What that means is that the site is not complete. Yes, you may have handed it over to the client and yes it may be live. But are you really proud of it, or do you know the secret issues that about 1/100 people may experience, or on a larger scale, 5/100 may experience, or 10/100 may experience it?
You now have an exeperience that is 99%, 95%, and 90%, respectively. That should not be acceptable in the terms of a website. But currently it is, because bills need to paid, projects need to be completed, websites need to be pushed out the door.
The Solution:
The solution to this is not easy, surprise. But it should be no surprise that the solution is not found in one part of the process of discovery, development, and QA, but is found along the whole process. And the process needs to be improved iteratively. Your process is not perfect and can always use improvement.

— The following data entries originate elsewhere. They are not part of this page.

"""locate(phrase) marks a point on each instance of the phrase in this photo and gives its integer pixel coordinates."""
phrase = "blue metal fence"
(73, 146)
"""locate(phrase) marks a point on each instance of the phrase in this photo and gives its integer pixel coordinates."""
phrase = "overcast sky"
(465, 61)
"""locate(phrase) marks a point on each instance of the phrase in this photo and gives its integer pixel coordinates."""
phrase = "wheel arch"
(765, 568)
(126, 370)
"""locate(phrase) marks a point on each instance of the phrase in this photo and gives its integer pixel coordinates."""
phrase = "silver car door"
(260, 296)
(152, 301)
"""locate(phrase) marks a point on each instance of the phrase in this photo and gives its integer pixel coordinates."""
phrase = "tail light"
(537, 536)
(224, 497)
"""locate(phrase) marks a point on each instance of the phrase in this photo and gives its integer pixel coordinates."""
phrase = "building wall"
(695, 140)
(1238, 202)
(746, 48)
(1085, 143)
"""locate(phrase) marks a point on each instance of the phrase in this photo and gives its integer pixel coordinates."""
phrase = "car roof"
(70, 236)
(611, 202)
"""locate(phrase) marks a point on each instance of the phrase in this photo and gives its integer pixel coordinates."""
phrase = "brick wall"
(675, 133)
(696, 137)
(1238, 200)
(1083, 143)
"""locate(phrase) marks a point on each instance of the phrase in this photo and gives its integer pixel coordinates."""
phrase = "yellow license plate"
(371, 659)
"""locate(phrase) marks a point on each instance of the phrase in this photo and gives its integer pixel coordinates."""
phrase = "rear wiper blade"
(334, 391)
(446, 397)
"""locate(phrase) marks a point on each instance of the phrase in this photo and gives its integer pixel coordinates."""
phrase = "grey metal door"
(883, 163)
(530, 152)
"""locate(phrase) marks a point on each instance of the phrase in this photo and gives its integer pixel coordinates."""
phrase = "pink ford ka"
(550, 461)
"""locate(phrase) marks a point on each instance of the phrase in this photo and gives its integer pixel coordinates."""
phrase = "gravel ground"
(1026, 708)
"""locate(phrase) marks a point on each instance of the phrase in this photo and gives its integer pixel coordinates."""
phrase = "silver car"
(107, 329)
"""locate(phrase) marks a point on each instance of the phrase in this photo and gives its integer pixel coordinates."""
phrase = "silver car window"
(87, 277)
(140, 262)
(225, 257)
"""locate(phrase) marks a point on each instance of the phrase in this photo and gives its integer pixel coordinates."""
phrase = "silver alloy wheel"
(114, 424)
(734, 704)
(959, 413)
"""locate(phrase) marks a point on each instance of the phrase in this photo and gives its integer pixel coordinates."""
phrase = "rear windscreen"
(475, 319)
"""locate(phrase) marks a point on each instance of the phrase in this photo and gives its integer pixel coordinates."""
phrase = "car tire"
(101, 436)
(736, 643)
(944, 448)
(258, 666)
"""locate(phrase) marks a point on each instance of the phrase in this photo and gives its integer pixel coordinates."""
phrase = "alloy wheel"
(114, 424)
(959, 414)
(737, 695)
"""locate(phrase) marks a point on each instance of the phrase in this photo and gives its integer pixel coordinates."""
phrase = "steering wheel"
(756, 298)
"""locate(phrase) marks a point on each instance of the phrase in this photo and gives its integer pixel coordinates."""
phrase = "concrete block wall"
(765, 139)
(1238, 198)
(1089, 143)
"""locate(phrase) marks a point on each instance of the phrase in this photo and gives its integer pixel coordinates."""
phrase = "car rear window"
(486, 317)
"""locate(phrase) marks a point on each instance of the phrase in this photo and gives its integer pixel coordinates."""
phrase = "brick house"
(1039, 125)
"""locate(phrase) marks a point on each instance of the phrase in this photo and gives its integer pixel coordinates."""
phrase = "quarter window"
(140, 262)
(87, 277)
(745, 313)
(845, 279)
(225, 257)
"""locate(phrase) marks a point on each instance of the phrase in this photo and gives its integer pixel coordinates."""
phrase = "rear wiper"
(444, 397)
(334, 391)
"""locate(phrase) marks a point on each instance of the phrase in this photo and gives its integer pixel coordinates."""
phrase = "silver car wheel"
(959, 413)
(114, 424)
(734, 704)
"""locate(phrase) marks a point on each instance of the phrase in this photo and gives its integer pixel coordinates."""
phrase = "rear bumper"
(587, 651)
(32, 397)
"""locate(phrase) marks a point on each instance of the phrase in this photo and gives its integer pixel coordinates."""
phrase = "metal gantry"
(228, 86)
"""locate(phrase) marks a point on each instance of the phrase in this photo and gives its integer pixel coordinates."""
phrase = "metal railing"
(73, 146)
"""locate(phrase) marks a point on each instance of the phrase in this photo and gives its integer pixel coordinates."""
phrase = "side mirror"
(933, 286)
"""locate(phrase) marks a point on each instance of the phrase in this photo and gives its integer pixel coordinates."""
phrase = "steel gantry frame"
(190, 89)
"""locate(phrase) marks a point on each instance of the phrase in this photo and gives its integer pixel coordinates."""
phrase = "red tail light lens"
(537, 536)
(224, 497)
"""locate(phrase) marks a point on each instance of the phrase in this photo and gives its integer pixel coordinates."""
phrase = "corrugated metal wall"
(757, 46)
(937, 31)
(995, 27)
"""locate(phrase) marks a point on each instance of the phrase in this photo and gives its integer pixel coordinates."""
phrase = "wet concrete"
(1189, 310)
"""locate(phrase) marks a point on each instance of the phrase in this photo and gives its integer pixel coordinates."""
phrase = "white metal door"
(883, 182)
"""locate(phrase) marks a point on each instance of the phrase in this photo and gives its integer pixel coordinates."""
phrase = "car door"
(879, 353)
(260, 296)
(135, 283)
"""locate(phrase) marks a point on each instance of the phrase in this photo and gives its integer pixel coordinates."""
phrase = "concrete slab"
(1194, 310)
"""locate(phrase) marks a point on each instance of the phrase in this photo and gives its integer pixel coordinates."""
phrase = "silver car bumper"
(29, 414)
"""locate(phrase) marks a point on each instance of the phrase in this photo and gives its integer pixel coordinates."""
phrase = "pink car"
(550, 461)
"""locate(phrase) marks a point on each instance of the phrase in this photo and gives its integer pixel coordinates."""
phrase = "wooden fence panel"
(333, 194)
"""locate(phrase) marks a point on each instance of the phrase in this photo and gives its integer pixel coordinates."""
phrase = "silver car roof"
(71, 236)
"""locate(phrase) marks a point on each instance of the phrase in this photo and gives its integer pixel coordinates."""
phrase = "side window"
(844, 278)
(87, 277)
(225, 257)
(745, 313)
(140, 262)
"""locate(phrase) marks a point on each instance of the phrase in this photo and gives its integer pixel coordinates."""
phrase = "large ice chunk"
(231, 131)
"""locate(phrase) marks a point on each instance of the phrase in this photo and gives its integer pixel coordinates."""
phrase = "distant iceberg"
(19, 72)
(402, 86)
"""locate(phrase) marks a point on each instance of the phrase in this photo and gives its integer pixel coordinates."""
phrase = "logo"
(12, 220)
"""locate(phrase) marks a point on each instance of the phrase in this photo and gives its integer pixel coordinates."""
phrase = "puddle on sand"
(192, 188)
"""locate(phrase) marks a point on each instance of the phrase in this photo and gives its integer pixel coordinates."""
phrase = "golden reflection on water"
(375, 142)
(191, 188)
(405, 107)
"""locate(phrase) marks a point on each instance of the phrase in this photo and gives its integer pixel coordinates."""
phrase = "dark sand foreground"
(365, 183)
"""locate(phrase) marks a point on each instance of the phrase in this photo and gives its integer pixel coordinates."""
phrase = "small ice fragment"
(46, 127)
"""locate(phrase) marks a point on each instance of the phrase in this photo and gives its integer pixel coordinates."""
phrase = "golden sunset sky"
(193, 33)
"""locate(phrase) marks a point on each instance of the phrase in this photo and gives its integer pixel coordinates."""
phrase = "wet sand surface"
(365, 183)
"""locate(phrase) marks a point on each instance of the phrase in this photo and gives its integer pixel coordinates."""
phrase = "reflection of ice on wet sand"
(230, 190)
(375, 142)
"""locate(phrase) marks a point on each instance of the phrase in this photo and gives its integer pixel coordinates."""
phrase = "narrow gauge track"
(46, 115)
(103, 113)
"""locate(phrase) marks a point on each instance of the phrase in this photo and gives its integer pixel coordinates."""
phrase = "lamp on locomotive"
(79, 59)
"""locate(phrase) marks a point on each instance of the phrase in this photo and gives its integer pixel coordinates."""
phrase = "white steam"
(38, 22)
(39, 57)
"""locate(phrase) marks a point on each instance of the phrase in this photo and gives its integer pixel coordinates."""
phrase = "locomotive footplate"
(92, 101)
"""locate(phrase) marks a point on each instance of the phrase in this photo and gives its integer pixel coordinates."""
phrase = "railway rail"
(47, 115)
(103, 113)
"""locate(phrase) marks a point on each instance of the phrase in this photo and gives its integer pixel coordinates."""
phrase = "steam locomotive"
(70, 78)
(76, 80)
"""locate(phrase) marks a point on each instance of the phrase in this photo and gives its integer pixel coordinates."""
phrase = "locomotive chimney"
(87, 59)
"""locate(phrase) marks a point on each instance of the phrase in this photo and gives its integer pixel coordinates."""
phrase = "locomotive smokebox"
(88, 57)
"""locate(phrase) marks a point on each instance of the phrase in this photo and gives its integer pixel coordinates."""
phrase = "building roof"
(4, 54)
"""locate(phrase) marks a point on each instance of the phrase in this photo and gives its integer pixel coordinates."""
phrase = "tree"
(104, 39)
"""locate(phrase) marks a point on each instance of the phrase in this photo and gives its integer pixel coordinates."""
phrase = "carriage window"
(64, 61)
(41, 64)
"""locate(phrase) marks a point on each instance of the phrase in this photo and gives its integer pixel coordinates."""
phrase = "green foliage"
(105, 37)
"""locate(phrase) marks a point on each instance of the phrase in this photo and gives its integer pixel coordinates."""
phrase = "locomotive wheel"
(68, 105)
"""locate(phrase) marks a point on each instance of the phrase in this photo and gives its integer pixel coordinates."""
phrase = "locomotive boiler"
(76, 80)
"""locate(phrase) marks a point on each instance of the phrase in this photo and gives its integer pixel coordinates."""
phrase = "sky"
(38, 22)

With this mentality, projects in the future can continue to be looked at and improved to find the weaknesses of where a project may have succumbed to “impurity”. During discovery, it is possible that you missed a clients true wish of functionality, or during design, there were inconsistencies that led to a prolonged dev process, or during dev you missed a piece/detail from the design. Or more likely, during all those processes, those “can be addressed during QA”.
The mentality that something can be addressed during QA needs to die. It creeps the scope. It leaves the projects unfinished. It often creates volatile relationships with the client/devs/PMs/sales/etc. It turns agile into waterfall. QA is not a sprint, it is a part of all sprints. In other words, that mentality will prolong your project and almost guarantees a purity less than 98%.